Frank não faz alarde nem fica nervoso, apenas avisa aos “empresários” rivais que, a partir de agora, tudo passa por ele. Aqueles que se recusarem a cooperar ou tentarem finalizá-lo, terão o que merecem. O protagonista não precisa se exaltar, sua presença é suficientemente imponente e suas ações, diretas, o que é pontuado pelo contra-plongée. Frank fala sobre abandonar tudo e fazer “algo bom”. Suas palavras são honestas, partem de um sujeito íntegro e complexo, um rei em tempos sombrios. A fotografia mergulha o espectador em ambientes degenerados, escuros e dominados pelo azul – o som do tiro é o som da noite. Frank não trabalha num depósito escondido, mas numa luxuosa sala do Hotel Plaza. “Acha que me emboscar vai impedir que pessoas se droguem?” “Não sou o problema. Sou apenas o empresário”. Este é o tipo de protagonista pelo qual não torcemos somente por ser cool, mas porque seus argumentos e atitudes, dentro daquele universo, são válidos.

Toda cidade precisa de um líder e Nova Iorque está órfã. Os policiais são, em suma, grandes idiotas, presas fáceis para um homem que está sempre à frente dos demais. Suas ações são desastradas e, quando acham que pegaram parte da gangue, as brechas do sistema falam mais alto, deixando-os numa posição constrangedora. Roy Bishop, chefe do departamento, está cansado e merece elogios por entender que certos vespeiros devem ser sutilmente cutucados. Dennis e Thomas, por outro lado, acreditam que devem retrucar na mesma moeda. O problema é que, ignorantes e cegos, eles não são capazes de enxergar as nuances de Frank e acabam descendo a um nível de guerrilha inconsequente. O protagonista mata algumas pessoas em seu trajeto? Sim. Dito isso, em uma cidade socialmente poluída, alguém precisa puxar a descarga. Frank não se aproveita da fragilidade humana, não à toa, seus empregados o enxergam como o pai que nunca tiveram; seus rivais, em contrapartida, dividem-se entre cafetões e extorquidores. “É um serviço duro, mas alguém tem de fazê-lo”. É fácil gostar de figuras moralmente corretas e o grande mérito do roteiro é transformar o protagonista numa espécie de Robin Hood moderno, alguém que, por mais falho que seja, adota um código de conduta “justo” e escapa de qualquer clichê do gênero.
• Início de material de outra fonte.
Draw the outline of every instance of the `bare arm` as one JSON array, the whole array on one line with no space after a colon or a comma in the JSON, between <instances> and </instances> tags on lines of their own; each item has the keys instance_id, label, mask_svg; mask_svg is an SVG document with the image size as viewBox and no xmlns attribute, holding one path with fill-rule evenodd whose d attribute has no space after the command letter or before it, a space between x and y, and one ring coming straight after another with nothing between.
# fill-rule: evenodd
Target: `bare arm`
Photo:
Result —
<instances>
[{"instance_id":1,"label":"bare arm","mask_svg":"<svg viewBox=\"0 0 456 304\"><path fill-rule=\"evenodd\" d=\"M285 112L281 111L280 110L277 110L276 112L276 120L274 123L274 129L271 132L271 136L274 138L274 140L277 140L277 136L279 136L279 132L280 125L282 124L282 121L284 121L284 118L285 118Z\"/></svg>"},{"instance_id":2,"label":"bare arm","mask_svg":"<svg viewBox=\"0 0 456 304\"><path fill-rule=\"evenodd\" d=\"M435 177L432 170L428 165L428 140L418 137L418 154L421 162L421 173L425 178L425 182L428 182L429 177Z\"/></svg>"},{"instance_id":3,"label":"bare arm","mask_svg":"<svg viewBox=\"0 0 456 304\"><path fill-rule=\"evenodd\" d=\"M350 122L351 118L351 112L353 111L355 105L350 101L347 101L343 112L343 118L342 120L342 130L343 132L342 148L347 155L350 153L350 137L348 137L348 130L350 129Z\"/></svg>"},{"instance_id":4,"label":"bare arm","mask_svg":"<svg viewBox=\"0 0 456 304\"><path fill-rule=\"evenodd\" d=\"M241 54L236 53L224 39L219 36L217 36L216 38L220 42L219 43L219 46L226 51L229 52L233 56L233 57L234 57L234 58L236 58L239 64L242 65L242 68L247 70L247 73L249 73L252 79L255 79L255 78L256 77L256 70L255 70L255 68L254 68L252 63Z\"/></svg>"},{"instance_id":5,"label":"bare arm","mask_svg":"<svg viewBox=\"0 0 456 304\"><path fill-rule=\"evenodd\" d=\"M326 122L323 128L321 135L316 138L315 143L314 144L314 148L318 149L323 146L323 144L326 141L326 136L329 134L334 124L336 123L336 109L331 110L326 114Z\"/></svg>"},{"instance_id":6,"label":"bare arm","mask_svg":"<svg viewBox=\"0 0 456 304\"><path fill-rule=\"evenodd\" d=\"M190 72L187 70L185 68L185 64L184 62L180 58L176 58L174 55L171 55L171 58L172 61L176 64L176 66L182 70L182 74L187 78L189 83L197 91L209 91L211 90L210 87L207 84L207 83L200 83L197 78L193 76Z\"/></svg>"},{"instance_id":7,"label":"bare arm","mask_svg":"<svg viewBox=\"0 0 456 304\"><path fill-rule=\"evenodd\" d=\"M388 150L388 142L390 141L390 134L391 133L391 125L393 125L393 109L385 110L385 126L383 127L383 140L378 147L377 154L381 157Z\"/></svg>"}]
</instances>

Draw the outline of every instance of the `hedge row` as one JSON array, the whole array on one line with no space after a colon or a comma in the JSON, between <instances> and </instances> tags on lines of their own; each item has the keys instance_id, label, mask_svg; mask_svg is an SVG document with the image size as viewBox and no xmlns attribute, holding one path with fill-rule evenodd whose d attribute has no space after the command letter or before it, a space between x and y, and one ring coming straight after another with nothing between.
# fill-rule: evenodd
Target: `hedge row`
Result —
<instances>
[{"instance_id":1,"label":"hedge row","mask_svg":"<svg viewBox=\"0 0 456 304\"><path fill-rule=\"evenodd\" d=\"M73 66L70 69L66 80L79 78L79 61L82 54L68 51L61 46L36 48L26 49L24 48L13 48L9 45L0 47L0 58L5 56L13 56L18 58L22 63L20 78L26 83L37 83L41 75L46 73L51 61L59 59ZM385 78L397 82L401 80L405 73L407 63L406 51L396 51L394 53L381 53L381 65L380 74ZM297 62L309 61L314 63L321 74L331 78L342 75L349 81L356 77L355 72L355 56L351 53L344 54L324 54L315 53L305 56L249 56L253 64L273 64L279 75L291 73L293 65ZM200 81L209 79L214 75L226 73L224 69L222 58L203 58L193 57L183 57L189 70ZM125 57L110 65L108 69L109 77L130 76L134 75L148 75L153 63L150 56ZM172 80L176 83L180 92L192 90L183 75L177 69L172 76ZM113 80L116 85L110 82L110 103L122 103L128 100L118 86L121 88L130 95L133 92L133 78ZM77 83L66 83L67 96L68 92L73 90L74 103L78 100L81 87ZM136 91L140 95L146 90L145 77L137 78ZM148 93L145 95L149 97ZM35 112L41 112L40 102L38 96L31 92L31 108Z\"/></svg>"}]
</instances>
Seus oponentes são racistas e impulsivos; Frank é expansivo e cerebral. Jimmy Jump, com seu jeito ganancioso e gestos grandiloquentes, tinha tudo para ser um traidor, mas não há nada ali além de admiração e respeito.

Ferrara compreende o terreno que está adentrando; sua ambientação é rica e poderosa. O cineasta não mente em seu título, Frank é representado com um verdadeiro nobre, o rei das sombras. Esta história poderia se passar em diferentes períodos históricos; poderia ser uma ópera, uma peça de Shakespeare ou um capítulo bíblico. “King of New York” é um poema marginal sobre um líder que não visa o infinito e que reconhece sua tragédia; um líder que olha para a situação em si, não para o que professores bitolados identificam como certo e errado. A seleção musical, à base de Hip-Hop, traz um aspecto cool e sexy ao filme e serve para reforçar o contato de Frank com a cultura negra americana. A icônica sequência do tiroteio na boate é encenada como uma dança e Ferrara não economiza na violência. Em determinado momento, seu uso de câmera na mão é genial, representando exatamente o estado físico do protagonista. O design de som capta e valoriza cada ruído das ruas, conferindo crueza à narrativa. Ferrara costura um desfecho que conversa com a estirpe do protagonista: sucinto e elegante. Reis e líderes são perseguidos; reinados e impérios caem.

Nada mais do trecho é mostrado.